Ce mot être, je l’ai devant mes yeux depuis cinq minutes; je me retrouve devant l’impasse de la page blanche ou de la page noire : blanche pour rien à écrire, noire pour avoir trop à écrire.

Shakespeare a vécu sans doute la même hésitation avant de faire dire à son héros son « to be or not to be », dont nous adoptons ici la traduction libre « être ou disparaître ». Comme je n’ai aucune envie de plonger dans le lugubre disparaître, partons avec l’idée, qu’en choisissant d’être, toute personne est appelée à vivre toute une gamme d’émotions. En résumé, elle peut se sentir confortable ou inconfortable selon le contexte.

1) D’abord simplement être en vie. Quelle chance pour nous et quel mystère quant à l’origine de la vie ! Certains ont voulu que Dieu la souffle dans le corps inerte d’Adam et d’autres ont préféré l’expliquer par le hasard de la sélection naturelle. Soyons bons joueurs avec les deux théories; l’important est de célébrer la vie dans ces multiples manifestations et de se rappeler que dans les pires malheurs, comme être entre la vie et la mort (où elle ne tient que par un fil), on se sent chanceux d’être encore en vie.

2) Être soi-même, bien dans sa peau, en possession de ses moyens, en contrôle, être marginal par authenticité, s’il le faut.
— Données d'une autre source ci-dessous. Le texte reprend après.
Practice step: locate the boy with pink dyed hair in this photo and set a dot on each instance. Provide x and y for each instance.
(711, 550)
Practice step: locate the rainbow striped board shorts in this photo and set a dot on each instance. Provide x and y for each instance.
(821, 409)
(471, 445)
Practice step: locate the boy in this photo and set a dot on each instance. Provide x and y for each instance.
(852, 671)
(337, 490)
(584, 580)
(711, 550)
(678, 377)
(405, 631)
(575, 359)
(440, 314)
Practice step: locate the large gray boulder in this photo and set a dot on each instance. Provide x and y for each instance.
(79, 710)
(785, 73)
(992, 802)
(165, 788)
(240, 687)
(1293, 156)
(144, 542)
Voilà des états d’âmes confortables qui servent de remparts contre toutes les tempêtes, qu’elles soient naturelles ou humaines. Le contraire qui est être en dehors de ses bottines, comme dans la peau d’un faux moi, risque de nous tenir longtemps à côté du cheminement vers le bonheur.
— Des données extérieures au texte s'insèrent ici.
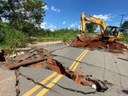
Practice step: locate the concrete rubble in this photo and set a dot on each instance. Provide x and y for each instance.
(38, 58)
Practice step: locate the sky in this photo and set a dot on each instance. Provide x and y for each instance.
(66, 13)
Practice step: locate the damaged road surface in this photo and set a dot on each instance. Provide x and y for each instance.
(80, 71)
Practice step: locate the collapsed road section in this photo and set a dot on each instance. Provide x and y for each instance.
(42, 58)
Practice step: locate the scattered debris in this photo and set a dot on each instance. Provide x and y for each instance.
(96, 42)
(42, 58)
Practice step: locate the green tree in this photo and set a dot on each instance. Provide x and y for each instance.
(125, 25)
(91, 27)
(20, 12)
3) Être aux anges, aux petits oiseaux, en extase, au septième ciel, porté aux nues, sont des sensations euphoriques qu’on voudrait sentir sans fin. Il faut en profiter quand ça passe, car on sait qu’on finira bien par tomber de haut sur le plancher des vaches.

4) Justement être sous l’effet d’une épreuve, sans moyens, au bout de ses ressources, sur le bord d’un précipice, sur le point de commettre l’irréparable, nous fait vivre le plus inconfortable. Voilà cependant autant de nécessités de croire en soi et dans la vie.

5) C’est moins déstabilisant d’être assis sur entre deux chaises, en profonde réflexion, en sursis, à la croisée des chemins. C’est avoir un bon réflexe que d’y voir des pauses nécessaires à la poursuite de notre route.

6) Dans nos échanges sociaux, être dans de beaux draps par sa propre faute, est plus embarrassant que d’être en bons termes, de compagnie agréable. Toutefois, une fois le dommage fait, vaut mieux prendre l’opportunité d’apprendre de cette erreur.

Finalement être en amour, en colère, triste, et enfin toutes les façons d’être sont le propre d’un être humain en chair et en os.

Si être n’est pas toujours un cadeau, il vaudra toujours la peine d’être bien senti en soi. Avec les années, disparaître s’infiltrera insidieusement dans notre espace temporel en y laissant graduellement et sournoisement ses indices.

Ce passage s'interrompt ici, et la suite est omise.